The people gathering the signatures are required to follow Idaho election laws.
“(Petition gatherers) have to be Idaho natives. They have to be a certain age to take part in this and they are obligated to provide factual information about this and they are doing so verbally and in the pamphlets that we provide, and that information mirrors what is on the ballot, and that information has already been signed off on by the Attorney General’s office and the Secretary of State,” Dvorak said. “(Our) side has to follow a certain set of rules. The other side doesn’t have that set of standards.”
According to Tim Hurst, chief deputy at the Secretary of State’s office, there is nothing in the code that would specifically address the ‘blocking’ outside of a possible intimidation statute.
“There is very little guidance,” said Stevenson. “I think there are a lot of questions that have not been resolved when it comes to initiative and referendum activity in Idaho. We’ve had so little of it. We haven’t had an initiative on the ballot in years. It’s so difficult to do it.”
“This is a blatant attempt to disrupt and undermine the process of direct democracy by physically and verbally intimidating voters,” said Bruce Newcomb, former Speaker of the House and chairman of the Save Idaho Horse Racing campaign, in a Wednesday press release. “While campaigns can be and often are wars of words, these folks are using in-your-face intimidation tactics to prevent the people from putting a key policy question on the ballot.”
“The blockers are waiting outside the headquarters every morning to follow where are folks are going, and to set up right where they are,” said Dvorak.
Legal action may be the only remedy available for petition gatherers who feel threatened.
“If people are breaking the law, they should contact law enforcement,” said Stevenson.

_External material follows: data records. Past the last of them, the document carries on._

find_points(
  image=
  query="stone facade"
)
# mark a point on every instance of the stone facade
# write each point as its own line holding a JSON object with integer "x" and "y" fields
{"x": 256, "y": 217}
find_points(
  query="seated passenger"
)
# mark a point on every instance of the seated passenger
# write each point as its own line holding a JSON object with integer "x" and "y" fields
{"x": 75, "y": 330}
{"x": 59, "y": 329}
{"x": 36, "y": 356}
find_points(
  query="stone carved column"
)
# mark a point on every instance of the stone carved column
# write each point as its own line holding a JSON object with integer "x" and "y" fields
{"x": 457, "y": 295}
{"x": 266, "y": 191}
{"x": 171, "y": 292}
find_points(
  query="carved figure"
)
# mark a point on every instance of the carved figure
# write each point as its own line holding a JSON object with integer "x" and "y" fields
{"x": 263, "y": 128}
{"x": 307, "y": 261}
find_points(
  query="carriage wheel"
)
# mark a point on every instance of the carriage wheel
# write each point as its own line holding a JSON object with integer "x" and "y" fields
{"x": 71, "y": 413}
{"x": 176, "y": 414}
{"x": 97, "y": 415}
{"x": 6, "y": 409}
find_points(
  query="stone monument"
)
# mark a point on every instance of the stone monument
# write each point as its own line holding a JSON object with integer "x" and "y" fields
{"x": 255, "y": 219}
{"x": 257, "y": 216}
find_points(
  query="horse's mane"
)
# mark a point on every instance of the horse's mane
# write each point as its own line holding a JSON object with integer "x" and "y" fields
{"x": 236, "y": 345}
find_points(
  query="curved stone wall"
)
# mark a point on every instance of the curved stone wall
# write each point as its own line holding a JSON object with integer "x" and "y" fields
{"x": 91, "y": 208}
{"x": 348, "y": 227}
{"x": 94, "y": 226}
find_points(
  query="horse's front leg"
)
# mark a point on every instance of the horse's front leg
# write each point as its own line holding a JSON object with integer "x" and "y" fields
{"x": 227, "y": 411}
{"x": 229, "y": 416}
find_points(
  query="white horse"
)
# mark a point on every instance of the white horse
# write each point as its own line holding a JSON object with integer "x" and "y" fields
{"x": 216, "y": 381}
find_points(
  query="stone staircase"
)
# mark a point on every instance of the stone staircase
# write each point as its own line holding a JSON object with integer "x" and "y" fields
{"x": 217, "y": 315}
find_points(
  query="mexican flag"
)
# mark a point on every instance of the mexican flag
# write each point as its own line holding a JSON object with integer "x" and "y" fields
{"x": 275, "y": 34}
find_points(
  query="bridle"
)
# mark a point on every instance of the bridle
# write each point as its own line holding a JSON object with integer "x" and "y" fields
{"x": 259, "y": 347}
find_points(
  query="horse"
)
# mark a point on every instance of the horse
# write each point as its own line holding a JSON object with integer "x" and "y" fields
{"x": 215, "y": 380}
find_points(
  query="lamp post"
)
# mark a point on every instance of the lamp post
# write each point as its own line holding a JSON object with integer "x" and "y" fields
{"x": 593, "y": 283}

Dvorak said no one has filed police reports.
The Attorney General’s office had not yet commented on whether there are any rules that would govern the interactions between pro- and anti-ballot initiative workers at the time this story was published.
For a ballot initiative to get on the ballot the bar is incredibly high. Regardless of the so called “blockers,” the chance of success is slim.
But Newcomb, one of the backers of the initiatives, asked in a press release what opponents are afraid of. “Why not allow the question to go to voters, who can then settle the matter at the ballot box?’” he said.
“They are not very happy with me right now,” Stevenson acknowledged. “If they were willing to stop gathering signatures, I would be willing to stop doing what I’m doing.”